Following Apple's release of the iPhone 4, I realized my list of networked consumer device capabilities (in this case, mobile devices) was due for an update.

The World Wide Web has been built on a foundation of rather simple capabilities (page markup, styling, and scripting) determined by what Web browsers could support. Web application developers -desperate to add innovative capabilities to this environment- have pushed the limits of JavaScript, browser plug-ins, and even Web browsers themselves to enable rich activities and interactions online. But new digital product platforms are introducing exciting capabilities that leave the Web browser behind.

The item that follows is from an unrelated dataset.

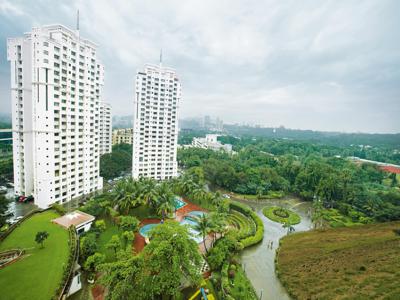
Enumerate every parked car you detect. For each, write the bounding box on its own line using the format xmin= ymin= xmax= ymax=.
xmin=9 ymin=216 xmax=23 ymax=225
xmin=222 ymin=194 xmax=231 ymax=199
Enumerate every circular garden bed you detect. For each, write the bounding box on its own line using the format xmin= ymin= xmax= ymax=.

  • Multi-touch input from one or more simultaneous gestures
  • Precise user location detection: through a combination of WiFi, cell tower triangulation, and GPS
  • Device positioning & motion: from an accelerometer
  • User orientation: direction from a digital compass
  • Audio: input from a microphone; output to speaker
  • Video & image: capture/input from a camera
  • Push: real-time notifications “instant” to user
  • Device connections: through Bluetooth between devices
  • Proximity: device closeness to physical objects
  • Ambient Light: light/dark environment awareness
  • RFID reader: identify & track objects with broadcasted identifiers (Apple patent)
  • Haptic feedback: “feel” different surfaces on a screen (Apple patent)
  • Biometrics: retinal, fingerprint, etc. (Apple patent)
  • NEW Gyroscope: 360 degrees of motion
  • NEW Dual cameras: front & back facing

One might wonder: why do I bother cataloging the capabilities of new consumer device product platforms? It boils down to a simple mantra: know your medium. As a designer, understanding the capabilities of technology empowers you to deliver interfaces that empower people in new ways. Since the digital product design medium keeps changing, keeping up with capabilities is essential.

The quantity of sensors listed above (and available in many devices on the market today) make it pretty clear we are entering the "sensing" wave of technology. Soon, instead of designing for computing or communication, we'll be designing for sensors.